September 08, 2003

Grudge match: Students vs math teachers

Now, I'm all for giving students non-monetary incentives to improve their academic performance. However, I find this a little....skeevy:

In an effort to encourage ninth-graders at East Ascension High School to take a standardized test seriously last year, a poster was circulated at the school promising students they would have a chance to dunk Algebra I teacher Judy Braud. The advertising gimmick worked as 156 sophomores made the grade...

The students were rewarded with a day in the sun for earning a higher score on the ninth-grade IOWA than they did in the seventh grade. "All they had to do was improve by one point and they were eligible for the fun day," she explained.

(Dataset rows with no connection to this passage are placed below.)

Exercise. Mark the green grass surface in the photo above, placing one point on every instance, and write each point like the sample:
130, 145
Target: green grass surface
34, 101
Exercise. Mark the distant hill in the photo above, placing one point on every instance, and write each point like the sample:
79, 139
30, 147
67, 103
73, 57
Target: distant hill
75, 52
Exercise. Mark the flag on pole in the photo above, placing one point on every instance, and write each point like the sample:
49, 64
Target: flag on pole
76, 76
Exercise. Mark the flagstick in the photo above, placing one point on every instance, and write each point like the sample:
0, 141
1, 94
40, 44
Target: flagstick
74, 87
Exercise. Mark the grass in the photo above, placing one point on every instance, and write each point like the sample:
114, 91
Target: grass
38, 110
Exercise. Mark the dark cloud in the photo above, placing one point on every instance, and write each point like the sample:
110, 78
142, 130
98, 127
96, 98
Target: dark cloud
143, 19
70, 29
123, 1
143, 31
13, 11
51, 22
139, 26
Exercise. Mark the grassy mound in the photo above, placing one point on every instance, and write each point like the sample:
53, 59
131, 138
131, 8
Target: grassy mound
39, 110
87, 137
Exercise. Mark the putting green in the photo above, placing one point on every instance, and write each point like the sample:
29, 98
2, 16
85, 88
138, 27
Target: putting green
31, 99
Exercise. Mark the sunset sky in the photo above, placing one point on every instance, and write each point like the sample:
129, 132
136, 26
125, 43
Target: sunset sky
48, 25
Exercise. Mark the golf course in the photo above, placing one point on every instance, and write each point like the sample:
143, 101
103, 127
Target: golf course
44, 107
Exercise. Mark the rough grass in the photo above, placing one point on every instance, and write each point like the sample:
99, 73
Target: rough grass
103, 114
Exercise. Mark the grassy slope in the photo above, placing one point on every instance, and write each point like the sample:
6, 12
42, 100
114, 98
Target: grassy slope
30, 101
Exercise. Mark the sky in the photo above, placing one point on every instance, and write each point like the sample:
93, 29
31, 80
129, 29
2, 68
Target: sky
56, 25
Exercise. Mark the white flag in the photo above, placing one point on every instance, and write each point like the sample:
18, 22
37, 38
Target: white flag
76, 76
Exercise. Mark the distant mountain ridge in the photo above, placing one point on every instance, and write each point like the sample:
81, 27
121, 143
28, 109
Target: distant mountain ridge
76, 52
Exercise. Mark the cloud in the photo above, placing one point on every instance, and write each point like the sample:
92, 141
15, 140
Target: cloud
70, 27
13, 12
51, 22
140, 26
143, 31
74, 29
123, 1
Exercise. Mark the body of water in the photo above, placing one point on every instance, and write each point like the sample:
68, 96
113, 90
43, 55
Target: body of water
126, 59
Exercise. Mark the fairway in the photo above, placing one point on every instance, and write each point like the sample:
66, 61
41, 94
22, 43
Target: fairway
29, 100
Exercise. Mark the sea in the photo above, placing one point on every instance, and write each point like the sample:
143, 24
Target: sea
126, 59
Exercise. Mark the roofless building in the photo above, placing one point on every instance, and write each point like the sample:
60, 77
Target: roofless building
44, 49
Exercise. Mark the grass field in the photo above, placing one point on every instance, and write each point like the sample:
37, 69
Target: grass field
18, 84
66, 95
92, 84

I understand that the IOWA is used for school ranking and not student ranking, and therefore students might not take it seriously. But still, giving credit for a one-point increase in scores? That makes it obvious that the school wasn't comfortable with rewarding only those students who made meaningful improvement, but was willing to reward those who basically stayed the same (the one-point increase is most likely well within the standard error of measurement).

Plus, if the kids did better on the test, why make one of the rewards a kind of "punishment" for their teachers? Yes, I know dunking is in good fun - but isn't it nice to imagine a situation in which teachers get dunked if their students do worse on the exam? Doesn't it make more sense for a student to want to dunk a teacher who shortchanged them, rather than one who helped them improve their scores?